New Houthi Levies Paralyze Cement Market and Hit Construction Projects

Yemen Monitor / Sana’a / Exclusive:
In a sudden move that has sparked widespread resentment, the Houthi-affiliated Customs Authority in Sana’a announced a 50% increase in customs duties on local cement. The hike, introduced under the pretext of “supporting the Yemen General Corporation for Cement,” was implemented without clear legal or economic justification and without prior consultation with cement agents, distributors, or relevant stakeholders. This has had an immediate impact on the construction and development sector and overall market activity.
In an official memorandum dated January 17, local cement agents and distributors declared their categorical rejection of this unjustified increase. They warned of its dangerous repercussions on the prices of building materials and the rising cost of construction, which leads to the disruption of reconstruction, infrastructure, and service projects, effectively paralyzing the construction market.
The statement emphasized that supporting any national institution should not come at the expense of the citizen or a vital sector that directly affects people’s lives. It stressed that any financial or customs decisions must be based on clear legal foundations, consider the public interest, and be issued with a sense of national responsibility—rather than being imposed suddenly in a way that confuses the market and harms the economy.
Cement agents and distributors demanded an immediate halt to this increase, an urgent review of the decision, and the opening of a serious and responsible dialogue with all concerned parties to reach fair and balanced solutions that maintain price stability and encourage construction and development.
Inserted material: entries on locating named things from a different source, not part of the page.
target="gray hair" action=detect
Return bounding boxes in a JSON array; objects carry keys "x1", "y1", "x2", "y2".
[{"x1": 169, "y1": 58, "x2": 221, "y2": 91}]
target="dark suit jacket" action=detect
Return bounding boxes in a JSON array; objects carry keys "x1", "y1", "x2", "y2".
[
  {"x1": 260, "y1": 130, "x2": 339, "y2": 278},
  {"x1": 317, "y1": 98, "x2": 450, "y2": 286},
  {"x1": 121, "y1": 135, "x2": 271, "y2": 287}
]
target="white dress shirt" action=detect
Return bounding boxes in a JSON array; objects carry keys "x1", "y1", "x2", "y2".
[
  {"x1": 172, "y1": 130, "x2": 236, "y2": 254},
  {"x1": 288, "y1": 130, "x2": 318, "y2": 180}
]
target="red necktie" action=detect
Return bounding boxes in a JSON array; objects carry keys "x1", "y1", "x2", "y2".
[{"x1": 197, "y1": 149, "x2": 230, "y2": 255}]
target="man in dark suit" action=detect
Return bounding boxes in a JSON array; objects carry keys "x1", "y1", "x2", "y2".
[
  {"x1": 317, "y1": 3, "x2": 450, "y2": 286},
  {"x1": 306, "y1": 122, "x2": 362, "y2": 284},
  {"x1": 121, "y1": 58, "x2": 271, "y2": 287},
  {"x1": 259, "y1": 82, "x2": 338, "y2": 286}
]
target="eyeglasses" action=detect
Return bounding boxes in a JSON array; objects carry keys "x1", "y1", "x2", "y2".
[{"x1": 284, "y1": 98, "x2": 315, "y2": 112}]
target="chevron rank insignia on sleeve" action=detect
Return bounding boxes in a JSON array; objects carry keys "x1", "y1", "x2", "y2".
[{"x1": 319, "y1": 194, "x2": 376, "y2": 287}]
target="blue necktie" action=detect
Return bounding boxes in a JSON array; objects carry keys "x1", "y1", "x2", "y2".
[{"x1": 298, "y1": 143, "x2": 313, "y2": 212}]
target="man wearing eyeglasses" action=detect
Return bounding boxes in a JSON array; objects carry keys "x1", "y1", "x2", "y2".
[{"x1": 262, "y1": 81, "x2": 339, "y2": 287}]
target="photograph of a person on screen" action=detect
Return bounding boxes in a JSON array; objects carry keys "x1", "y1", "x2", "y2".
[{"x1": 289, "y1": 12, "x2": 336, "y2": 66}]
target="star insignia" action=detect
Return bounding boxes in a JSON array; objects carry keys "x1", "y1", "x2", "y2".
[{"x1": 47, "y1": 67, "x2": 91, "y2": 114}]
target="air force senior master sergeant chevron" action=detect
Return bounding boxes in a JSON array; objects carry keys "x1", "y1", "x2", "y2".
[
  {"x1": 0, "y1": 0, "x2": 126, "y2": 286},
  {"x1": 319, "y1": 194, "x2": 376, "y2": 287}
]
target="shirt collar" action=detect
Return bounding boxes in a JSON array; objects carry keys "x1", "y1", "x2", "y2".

This escalation comes as Houthi authorities have been detaining all cement trucks at the newly established Dhamar customs checkpoint for over a week, exacerbating the crisis. Furthermore, all concrete companies have been closed since last Thursday, and work has stopped on most buildings and projects due to the cement shortage. This has resulted in thousands of daily-wage laborers being unable to work, depriving them of their primary source of income.
For their part, economic and banking experts warned that the decisions to raise cement customs duties by 50%, alongside the detention of imported timber trucks, represent a direct threat to the construction sector and increase the living burden on citizens amidst difficult economic conditions.
Experts pointed out that such sudden measures reflect a lack of realistic economic planning, threaten market stability, and expose vital infrastructure projects to suspension. They warned that the continuation of ill-conceived customs policies will lead to record price increases, hinder reconstruction efforts, and increase pressure on citizens at a time when they are in desperate need of relief and support.